3/16/10
6. Fulton Street
Kathy Hodge
Church Series
Oil on canvas; mixed media
About the Work
It seems not until approaching the 19th century that artists have focused on individual churches as subject matter. Previously artists had achieved some of their finest work in the creation of the structure itself, attempting in their building to evoke the unknowable. To us their work sometimes exhibits a surreal quality, but to those living in that time, it had a profound emotional impact. Abbot Suger, the builder of the first Gothic church (St. Denis, 1144), stated his goal as striving to evoke “some strange region of the universe which neither exists entirely in the slime of the earth nor entirely in the purity of Heaven.” By the turn of last century, images such as Van Gogh’s Church at Auvers (1890), Robert Delaunay’s series of St. Severin (1909), and Canadian artist Emily Carr’s Indian Church (1929) show painters with a strong attraction to the image of the church.

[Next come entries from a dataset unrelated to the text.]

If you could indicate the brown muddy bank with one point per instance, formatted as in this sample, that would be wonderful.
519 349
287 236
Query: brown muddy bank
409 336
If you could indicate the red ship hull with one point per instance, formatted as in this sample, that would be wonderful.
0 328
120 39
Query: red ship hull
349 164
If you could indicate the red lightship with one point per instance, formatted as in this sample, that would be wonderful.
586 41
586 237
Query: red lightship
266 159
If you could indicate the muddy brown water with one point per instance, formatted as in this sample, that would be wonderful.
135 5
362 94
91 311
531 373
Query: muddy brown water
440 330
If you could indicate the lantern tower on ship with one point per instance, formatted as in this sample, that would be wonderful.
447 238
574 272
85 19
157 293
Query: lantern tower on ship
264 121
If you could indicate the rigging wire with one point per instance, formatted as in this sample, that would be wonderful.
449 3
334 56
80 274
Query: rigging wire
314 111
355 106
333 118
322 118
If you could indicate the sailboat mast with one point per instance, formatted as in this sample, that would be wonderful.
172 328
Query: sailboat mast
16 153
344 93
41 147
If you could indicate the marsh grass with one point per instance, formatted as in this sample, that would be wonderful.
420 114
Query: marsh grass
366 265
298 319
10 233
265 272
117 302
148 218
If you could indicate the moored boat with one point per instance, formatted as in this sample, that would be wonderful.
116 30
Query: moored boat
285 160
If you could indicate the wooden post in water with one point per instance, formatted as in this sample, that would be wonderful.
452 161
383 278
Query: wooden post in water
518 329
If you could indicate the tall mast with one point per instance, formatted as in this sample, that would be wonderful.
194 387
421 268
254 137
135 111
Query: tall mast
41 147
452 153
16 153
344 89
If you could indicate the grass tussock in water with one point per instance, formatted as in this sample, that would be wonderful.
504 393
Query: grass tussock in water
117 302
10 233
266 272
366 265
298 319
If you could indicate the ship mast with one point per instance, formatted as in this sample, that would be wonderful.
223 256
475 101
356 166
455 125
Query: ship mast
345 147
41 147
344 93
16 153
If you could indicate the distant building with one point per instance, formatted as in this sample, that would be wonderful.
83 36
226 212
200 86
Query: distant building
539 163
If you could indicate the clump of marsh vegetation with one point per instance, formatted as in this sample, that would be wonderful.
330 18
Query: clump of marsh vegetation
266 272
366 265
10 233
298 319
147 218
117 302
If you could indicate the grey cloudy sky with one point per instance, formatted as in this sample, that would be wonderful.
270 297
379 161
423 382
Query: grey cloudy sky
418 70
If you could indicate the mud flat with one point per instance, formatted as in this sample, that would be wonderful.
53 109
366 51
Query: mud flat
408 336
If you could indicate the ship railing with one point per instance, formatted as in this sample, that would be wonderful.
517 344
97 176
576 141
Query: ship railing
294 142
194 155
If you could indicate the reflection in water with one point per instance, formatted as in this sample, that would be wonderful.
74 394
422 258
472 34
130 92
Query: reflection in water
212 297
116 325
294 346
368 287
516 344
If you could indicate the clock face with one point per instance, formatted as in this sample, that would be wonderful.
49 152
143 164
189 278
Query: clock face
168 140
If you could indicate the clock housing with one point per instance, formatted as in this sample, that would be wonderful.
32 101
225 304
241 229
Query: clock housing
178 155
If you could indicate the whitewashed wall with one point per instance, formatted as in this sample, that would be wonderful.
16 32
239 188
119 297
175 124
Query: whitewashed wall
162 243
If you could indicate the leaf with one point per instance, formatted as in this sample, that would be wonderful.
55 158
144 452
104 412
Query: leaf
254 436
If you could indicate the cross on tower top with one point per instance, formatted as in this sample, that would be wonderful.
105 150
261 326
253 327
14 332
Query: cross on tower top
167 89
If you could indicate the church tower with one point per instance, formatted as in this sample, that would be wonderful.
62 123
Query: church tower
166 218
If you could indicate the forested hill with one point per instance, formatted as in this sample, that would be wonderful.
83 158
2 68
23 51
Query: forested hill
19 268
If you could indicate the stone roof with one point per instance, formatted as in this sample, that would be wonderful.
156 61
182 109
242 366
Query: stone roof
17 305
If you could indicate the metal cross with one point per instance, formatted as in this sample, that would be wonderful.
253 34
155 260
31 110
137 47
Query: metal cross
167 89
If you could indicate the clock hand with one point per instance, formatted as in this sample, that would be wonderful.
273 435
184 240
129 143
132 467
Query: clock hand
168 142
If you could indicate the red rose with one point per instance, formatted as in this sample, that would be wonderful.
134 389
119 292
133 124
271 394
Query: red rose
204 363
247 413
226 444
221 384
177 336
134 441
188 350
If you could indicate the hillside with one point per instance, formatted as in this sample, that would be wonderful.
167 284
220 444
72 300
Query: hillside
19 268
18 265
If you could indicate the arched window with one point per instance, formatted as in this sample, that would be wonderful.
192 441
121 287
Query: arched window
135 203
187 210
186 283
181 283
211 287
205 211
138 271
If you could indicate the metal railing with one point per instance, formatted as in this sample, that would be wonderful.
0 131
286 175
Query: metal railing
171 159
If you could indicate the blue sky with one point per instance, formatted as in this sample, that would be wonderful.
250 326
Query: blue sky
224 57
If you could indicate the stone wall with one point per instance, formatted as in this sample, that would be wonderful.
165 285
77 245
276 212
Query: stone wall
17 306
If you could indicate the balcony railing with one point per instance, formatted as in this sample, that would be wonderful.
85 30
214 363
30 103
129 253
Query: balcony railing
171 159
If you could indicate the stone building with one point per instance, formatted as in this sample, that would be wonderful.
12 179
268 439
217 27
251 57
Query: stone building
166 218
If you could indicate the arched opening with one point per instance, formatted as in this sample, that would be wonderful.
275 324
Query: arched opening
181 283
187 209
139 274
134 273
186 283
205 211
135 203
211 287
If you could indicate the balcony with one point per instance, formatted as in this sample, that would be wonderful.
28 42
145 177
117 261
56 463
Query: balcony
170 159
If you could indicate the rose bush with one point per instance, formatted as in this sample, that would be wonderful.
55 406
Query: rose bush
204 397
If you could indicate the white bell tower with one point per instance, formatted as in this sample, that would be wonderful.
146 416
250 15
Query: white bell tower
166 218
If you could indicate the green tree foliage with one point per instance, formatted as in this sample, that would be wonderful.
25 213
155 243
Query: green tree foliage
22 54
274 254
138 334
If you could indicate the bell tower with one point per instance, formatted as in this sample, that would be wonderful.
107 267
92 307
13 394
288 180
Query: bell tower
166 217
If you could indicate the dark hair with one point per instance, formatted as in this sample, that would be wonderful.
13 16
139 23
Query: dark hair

This series of churches depicts real churches but are not realistic renderings. The placement and the repetition of shapes interweaves a tight structure into the picture. In order to add a visual weight and a sense of the past I have surrounded these images with ornate but worn antique frames which lend to the paintings the preciousness of icons. I have hung these paintings on raw canvas to give an impression of quiet, shelter and protection. Below are the detritus of our existence, a by-product of the life force that ties us to this earth while also compelling us to look beyond our physical world.
About the Artist
Kathy Hodge has been a painter working in the Providence area for the last 30 years. This series of paintings was completed in 1999 and can be seen on her website, along with other series, at www.kathyhodge.com.